Alis Matthias terangkat mendengar berita itu. “Ibuku?” Dia bertanya.
“Ya,” Hessen membenarkan, “Awalnya dia berencana menghadiri pertunjukan amal bersama Nyonya Norma malam ini di balai kota, tapi dia jatuh sakit karena demam sehingga dia tidak bisa keluar.” dia menjelaskan kepada tuannya. “Jadi, dia bertanya-tanya apakah kamu bisa menggantikannya, menemani Madam Norma. Yaitu, jika kamu tidak memiliki perjanjian sebelumnya.”
“Pertunjukan amal, katamu?” Matthias bersenandung, sambil mengetukkan jarinya ke sandaran tangan.

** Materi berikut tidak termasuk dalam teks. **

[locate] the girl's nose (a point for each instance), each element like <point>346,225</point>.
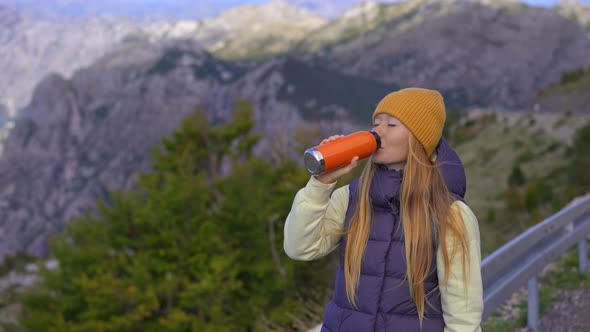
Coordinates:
<point>378,129</point>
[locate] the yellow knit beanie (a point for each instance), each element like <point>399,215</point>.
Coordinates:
<point>422,111</point>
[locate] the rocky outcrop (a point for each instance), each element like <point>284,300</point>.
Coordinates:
<point>475,54</point>
<point>86,136</point>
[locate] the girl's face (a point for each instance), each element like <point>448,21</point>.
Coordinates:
<point>394,141</point>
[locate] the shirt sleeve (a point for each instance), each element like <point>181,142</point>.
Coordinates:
<point>462,304</point>
<point>315,223</point>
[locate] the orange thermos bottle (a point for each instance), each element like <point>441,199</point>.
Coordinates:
<point>332,155</point>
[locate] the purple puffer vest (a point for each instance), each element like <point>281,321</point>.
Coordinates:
<point>383,298</point>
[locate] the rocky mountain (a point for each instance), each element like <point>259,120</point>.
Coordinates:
<point>85,136</point>
<point>31,48</point>
<point>477,54</point>
<point>248,31</point>
<point>575,10</point>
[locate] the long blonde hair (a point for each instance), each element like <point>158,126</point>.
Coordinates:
<point>426,215</point>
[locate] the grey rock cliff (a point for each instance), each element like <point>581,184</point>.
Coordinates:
<point>476,54</point>
<point>84,137</point>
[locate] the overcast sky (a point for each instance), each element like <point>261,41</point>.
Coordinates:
<point>186,9</point>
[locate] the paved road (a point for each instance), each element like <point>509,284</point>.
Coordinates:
<point>569,313</point>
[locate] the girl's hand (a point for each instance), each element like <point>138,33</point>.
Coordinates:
<point>334,175</point>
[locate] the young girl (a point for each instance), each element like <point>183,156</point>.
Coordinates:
<point>410,254</point>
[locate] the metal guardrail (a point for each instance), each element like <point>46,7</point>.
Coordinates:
<point>519,261</point>
<point>524,257</point>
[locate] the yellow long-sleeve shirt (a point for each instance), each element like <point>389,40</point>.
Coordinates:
<point>318,212</point>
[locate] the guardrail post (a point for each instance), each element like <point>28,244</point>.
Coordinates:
<point>583,255</point>
<point>533,305</point>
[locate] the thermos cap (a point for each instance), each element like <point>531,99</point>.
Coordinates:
<point>314,161</point>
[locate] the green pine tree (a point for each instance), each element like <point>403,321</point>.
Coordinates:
<point>189,249</point>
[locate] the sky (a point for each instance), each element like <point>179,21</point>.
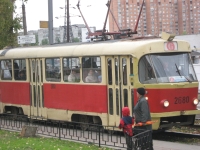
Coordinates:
<point>37,10</point>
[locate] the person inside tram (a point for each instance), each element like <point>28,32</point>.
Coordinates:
<point>22,75</point>
<point>72,76</point>
<point>16,70</point>
<point>91,78</point>
<point>166,69</point>
<point>110,72</point>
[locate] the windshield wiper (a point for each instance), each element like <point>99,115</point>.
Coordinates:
<point>179,73</point>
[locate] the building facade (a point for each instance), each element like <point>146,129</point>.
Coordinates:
<point>176,16</point>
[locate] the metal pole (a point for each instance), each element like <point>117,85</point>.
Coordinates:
<point>68,21</point>
<point>65,24</point>
<point>50,21</point>
<point>24,18</point>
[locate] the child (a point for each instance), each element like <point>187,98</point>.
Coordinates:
<point>126,123</point>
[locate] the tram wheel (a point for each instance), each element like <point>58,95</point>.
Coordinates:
<point>84,120</point>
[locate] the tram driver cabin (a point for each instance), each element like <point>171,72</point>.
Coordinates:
<point>50,82</point>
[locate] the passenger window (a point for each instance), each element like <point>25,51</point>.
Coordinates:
<point>109,71</point>
<point>131,69</point>
<point>52,68</point>
<point>91,69</point>
<point>19,66</point>
<point>116,71</point>
<point>124,71</point>
<point>71,70</point>
<point>6,70</point>
<point>111,101</point>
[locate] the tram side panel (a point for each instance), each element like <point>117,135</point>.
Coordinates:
<point>80,99</point>
<point>15,94</point>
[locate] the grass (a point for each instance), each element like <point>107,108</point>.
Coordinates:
<point>13,141</point>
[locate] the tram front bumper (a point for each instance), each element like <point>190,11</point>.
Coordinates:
<point>175,116</point>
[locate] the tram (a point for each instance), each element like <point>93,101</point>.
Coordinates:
<point>91,82</point>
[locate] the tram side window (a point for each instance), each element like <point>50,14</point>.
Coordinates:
<point>124,71</point>
<point>6,70</point>
<point>19,66</point>
<point>71,70</point>
<point>146,73</point>
<point>52,69</point>
<point>91,69</point>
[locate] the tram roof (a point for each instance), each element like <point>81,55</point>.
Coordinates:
<point>113,47</point>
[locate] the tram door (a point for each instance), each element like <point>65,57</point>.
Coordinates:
<point>36,87</point>
<point>120,89</point>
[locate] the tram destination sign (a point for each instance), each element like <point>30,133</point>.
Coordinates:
<point>26,39</point>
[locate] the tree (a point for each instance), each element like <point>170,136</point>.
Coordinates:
<point>57,40</point>
<point>184,32</point>
<point>8,25</point>
<point>75,40</point>
<point>36,42</point>
<point>45,42</point>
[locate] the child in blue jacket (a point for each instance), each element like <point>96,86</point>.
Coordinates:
<point>125,124</point>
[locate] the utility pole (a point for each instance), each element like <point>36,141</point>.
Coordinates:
<point>68,21</point>
<point>50,22</point>
<point>24,18</point>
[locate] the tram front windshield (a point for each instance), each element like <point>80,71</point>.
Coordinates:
<point>164,68</point>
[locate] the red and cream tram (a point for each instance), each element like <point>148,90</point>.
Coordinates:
<point>91,82</point>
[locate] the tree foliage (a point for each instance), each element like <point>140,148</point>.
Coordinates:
<point>75,40</point>
<point>9,25</point>
<point>45,42</point>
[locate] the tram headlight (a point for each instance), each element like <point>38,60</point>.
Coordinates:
<point>165,103</point>
<point>196,102</point>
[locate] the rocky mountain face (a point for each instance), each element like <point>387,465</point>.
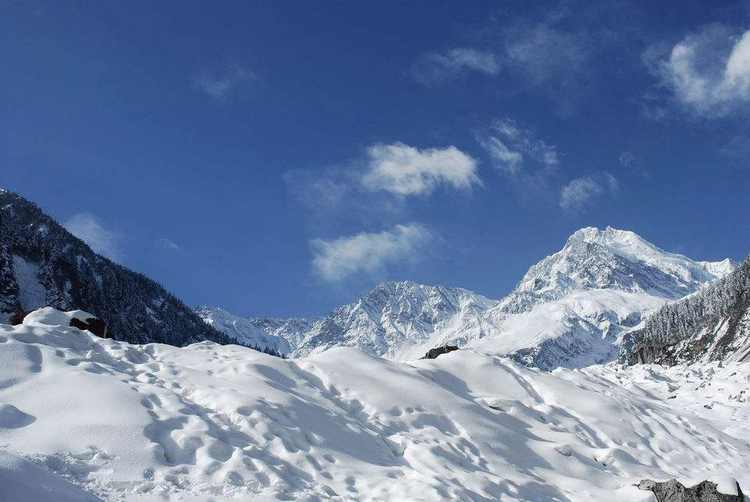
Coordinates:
<point>42,264</point>
<point>276,335</point>
<point>711,325</point>
<point>570,309</point>
<point>573,307</point>
<point>398,320</point>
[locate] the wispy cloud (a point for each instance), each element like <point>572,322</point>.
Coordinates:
<point>436,68</point>
<point>580,193</point>
<point>368,253</point>
<point>512,148</point>
<point>220,84</point>
<point>627,160</point>
<point>168,244</point>
<point>405,170</point>
<point>707,72</point>
<point>90,230</point>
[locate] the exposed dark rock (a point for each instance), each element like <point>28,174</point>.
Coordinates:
<point>439,351</point>
<point>674,491</point>
<point>93,325</point>
<point>16,317</point>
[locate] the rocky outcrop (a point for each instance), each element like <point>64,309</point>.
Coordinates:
<point>91,324</point>
<point>706,491</point>
<point>712,325</point>
<point>439,351</point>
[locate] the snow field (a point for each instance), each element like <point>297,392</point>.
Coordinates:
<point>209,422</point>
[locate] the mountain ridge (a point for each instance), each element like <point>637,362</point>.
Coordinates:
<point>571,307</point>
<point>43,264</point>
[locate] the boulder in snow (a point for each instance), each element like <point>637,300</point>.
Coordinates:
<point>439,351</point>
<point>705,491</point>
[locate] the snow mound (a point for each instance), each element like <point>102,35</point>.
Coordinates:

“Ini adalah pertunjukan yang diadakan oleh beberapa sekolah di Carlsbar,” Hessen buru-buru memberi tahu, “Bahkan anak-anak dari desa ini pun akan ambil bagian.”
“Ah.” katanya sambil menyeringai pada dirinya sendiri.
Sekarang dia tahu kenapa Leyla berjalan ke tempat kerja hari ini, berdandan lebih dari biasanya pada hari kerja biasa.
“Dengan senang hati aku bisa mengantar nenek aku malam ini.” Matthias menjawab sambil bangkit dari tempat duduknya, “Kalau begitu, sebaiknya kita bersiap dengan baik untuk acara amal.”